Chemisorption of H2O on the surface of Ti2O3: Role of d electrons and ligand geometry

Abstract

The interaction of ${\mathrm{H}}_2$O with both nearly perfect and defect ${\mathrm{Ti}}_2$ ${\mathrm{O}}_3$ surfaces has been studied by ultraviolet photoemission spectroscopy. Perfect ${\mathrm{Ti}}_2$ ${\mathrm{O}}_3$ (047) surfaces, which contain fivefold O-coordinated ${\mathrm{Ti}}^{3+}$ cations, rapidly chemisorb molecular ${\mathrm{H}}_2$O, with an accompanying transfer of electrons from the Ti $a_{1g}$ band to the molecule-surface complex. Saturation coverage of adsorbed ${\mathrm{H}}_2$O is less than one-half monolayer.

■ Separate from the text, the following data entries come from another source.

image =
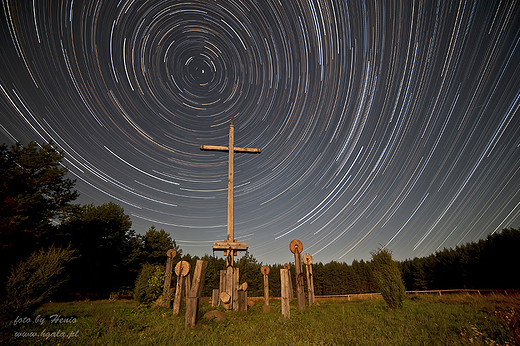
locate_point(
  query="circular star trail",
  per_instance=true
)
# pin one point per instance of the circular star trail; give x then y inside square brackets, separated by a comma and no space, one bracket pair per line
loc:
[381,123]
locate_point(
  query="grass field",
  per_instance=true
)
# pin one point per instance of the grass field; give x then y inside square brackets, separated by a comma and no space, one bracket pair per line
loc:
[456,319]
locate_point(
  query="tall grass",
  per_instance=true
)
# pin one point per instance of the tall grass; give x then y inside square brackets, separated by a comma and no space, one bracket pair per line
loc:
[425,320]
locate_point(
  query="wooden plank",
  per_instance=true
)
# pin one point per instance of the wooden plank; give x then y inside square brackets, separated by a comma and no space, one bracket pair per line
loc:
[179,294]
[242,301]
[236,280]
[284,278]
[195,291]
[215,300]
[310,284]
[300,288]
[226,149]
[198,279]
[266,290]
[226,245]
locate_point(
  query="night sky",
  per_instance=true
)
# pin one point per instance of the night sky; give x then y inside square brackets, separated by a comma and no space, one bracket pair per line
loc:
[389,123]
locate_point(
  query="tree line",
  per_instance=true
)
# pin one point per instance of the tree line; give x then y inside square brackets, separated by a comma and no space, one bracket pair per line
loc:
[97,252]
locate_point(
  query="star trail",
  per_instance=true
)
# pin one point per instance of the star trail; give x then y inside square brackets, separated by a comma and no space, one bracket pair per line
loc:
[391,123]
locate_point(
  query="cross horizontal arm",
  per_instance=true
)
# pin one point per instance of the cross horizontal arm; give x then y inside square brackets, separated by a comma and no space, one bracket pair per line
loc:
[226,245]
[226,149]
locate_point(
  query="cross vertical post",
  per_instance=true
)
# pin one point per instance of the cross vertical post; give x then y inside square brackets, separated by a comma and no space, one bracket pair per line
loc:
[231,189]
[230,245]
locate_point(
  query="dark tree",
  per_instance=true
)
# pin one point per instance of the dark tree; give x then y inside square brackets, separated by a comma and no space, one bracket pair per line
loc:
[34,196]
[103,238]
[155,244]
[387,276]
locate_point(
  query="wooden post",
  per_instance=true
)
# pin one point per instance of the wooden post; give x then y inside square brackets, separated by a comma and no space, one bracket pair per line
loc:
[194,293]
[307,259]
[165,299]
[182,270]
[265,271]
[236,281]
[242,298]
[215,300]
[296,247]
[284,278]
[230,246]
[291,289]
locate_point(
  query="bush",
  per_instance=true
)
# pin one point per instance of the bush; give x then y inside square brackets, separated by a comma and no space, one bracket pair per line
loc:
[149,284]
[35,280]
[387,277]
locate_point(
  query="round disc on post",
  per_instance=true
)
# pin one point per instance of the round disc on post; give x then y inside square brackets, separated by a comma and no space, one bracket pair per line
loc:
[182,268]
[265,270]
[296,246]
[307,258]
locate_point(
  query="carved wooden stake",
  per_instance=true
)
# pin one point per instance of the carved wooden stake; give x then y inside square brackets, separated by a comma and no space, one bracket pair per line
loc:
[194,293]
[242,297]
[165,300]
[215,300]
[291,289]
[307,259]
[296,247]
[265,271]
[285,277]
[182,269]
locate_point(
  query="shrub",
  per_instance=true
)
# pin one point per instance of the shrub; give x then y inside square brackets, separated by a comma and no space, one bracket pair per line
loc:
[35,280]
[149,283]
[387,277]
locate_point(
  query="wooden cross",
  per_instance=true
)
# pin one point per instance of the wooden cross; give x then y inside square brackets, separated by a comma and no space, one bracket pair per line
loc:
[230,245]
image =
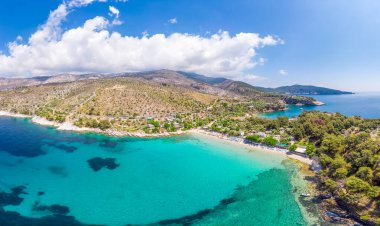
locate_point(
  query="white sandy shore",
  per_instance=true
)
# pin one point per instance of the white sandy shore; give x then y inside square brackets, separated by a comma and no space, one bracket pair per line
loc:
[5,113]
[240,141]
[68,126]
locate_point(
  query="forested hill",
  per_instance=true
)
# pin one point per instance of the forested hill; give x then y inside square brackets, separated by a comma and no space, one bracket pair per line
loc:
[306,90]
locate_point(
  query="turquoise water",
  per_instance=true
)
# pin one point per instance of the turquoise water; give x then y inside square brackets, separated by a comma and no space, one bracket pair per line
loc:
[185,180]
[366,105]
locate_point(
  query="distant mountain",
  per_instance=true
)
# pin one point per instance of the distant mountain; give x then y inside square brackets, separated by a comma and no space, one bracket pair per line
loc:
[303,90]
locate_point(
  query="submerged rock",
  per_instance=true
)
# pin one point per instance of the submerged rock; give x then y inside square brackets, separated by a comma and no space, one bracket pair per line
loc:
[98,163]
[12,198]
[55,208]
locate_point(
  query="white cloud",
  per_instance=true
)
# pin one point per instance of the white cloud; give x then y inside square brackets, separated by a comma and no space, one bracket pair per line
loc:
[173,21]
[93,48]
[116,13]
[283,72]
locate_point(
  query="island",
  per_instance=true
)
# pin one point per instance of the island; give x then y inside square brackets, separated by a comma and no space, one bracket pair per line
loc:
[343,151]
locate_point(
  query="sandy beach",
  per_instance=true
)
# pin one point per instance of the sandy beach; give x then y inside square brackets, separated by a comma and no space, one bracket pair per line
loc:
[240,141]
[68,126]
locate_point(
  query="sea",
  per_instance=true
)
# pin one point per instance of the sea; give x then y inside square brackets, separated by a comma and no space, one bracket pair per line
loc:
[366,105]
[51,177]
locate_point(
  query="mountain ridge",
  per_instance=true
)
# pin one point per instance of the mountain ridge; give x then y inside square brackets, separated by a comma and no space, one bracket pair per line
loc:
[177,78]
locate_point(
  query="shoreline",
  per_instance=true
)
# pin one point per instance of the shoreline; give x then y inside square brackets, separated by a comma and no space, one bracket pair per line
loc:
[68,126]
[240,141]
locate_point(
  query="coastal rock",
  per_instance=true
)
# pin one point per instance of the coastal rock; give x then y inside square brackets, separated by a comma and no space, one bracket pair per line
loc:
[98,163]
[12,198]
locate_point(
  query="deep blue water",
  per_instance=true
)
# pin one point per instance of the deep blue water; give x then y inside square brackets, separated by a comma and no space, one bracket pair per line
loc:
[184,180]
[366,105]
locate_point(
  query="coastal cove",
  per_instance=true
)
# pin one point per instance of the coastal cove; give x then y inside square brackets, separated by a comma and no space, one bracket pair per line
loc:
[366,105]
[183,179]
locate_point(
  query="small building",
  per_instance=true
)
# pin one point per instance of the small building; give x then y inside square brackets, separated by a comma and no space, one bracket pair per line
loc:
[150,126]
[277,137]
[262,134]
[301,150]
[169,118]
[176,125]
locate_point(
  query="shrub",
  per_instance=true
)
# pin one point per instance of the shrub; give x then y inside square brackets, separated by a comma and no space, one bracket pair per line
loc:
[293,147]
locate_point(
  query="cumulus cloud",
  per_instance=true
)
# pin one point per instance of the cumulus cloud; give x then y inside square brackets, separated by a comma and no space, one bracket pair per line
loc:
[173,21]
[283,72]
[116,13]
[93,48]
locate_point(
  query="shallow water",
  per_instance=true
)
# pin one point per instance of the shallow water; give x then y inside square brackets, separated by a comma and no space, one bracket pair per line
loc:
[166,181]
[366,105]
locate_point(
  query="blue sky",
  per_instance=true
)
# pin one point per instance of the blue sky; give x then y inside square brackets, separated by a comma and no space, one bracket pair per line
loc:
[330,43]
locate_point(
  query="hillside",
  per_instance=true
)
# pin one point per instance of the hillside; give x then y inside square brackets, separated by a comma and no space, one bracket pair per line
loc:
[127,101]
[304,90]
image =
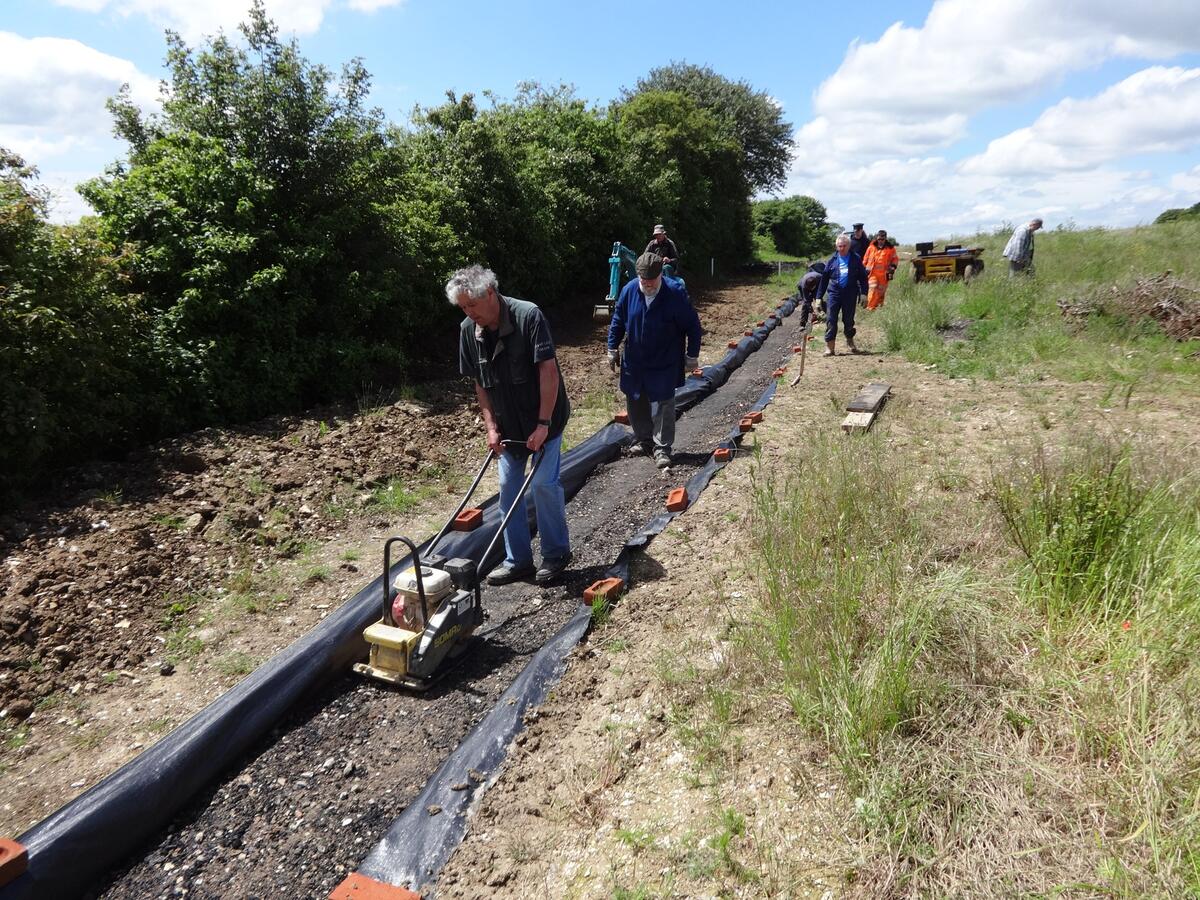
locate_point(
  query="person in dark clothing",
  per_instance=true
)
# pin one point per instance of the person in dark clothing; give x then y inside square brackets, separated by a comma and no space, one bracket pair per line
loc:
[808,291]
[661,245]
[845,279]
[504,345]
[859,240]
[655,318]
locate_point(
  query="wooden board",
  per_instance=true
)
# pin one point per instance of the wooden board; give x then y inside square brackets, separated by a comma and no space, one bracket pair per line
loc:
[856,423]
[870,399]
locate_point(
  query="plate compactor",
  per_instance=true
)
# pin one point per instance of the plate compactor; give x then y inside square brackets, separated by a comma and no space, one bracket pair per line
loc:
[433,606]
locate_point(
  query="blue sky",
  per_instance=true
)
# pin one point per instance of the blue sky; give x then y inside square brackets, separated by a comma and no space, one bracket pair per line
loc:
[966,115]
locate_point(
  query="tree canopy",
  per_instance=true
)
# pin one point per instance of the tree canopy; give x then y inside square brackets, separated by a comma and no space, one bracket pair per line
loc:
[751,118]
[271,241]
[797,225]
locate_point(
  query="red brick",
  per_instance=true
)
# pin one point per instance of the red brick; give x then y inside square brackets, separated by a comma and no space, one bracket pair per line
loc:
[606,588]
[13,861]
[468,520]
[360,887]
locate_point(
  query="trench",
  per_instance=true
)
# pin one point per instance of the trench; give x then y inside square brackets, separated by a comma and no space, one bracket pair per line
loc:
[309,801]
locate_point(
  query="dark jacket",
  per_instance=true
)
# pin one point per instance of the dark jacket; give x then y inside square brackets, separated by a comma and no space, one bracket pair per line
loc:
[859,245]
[504,363]
[652,364]
[666,250]
[856,283]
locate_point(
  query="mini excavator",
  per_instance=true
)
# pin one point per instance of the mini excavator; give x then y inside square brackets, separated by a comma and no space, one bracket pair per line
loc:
[432,607]
[622,262]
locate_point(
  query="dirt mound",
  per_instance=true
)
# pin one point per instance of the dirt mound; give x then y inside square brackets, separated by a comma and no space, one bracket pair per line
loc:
[1171,303]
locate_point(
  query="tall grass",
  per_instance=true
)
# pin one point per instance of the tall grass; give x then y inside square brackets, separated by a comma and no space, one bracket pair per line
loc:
[1015,325]
[1008,685]
[841,628]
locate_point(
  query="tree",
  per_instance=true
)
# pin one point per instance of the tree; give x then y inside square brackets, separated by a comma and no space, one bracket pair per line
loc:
[75,361]
[265,228]
[1179,215]
[751,118]
[689,173]
[797,225]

The extramolecular relaxation-polarization shift for molecularly adsorbed ${\mathrm{H}}_2$O is 1.0 eV, and the O-lone-pair orbital is dominant in bonding to the surface. There is no evidence for dissociative chemisorption of ${\mathrm{H}}_2$O on ${\mathrm{Ti}}_2$ ${\mathrm{O}}_3$ (047). On ${\mathrm{Ti}}_2$ ${\mathrm{O}}_3$ surfaces containing a high density of defects, dissociative adsorption of ${\mathrm{H}}_2$O is observed; the chemisorbed species is believed to be O${\mathrm{H}}^{-}$ radicals. Some molecular adsorption of ${\mathrm{H}}_2$O may also occur for larger exposures. These results indicate that the presence of ${\mathrm{Ti}}^{3+}$ surface ions alone is not sufficient to catalyze the dissociation of ${\mathrm{H}}_2$O, in contrast to previous interpretations of data on Ti${\mathrm{O}}_2$ and SrTi${\mathrm{O}}_3$. Presumably other Ti valence states or the more complicated ligand structure of defect sites are required for dissociation of ${\mathrm{H}}_2$O.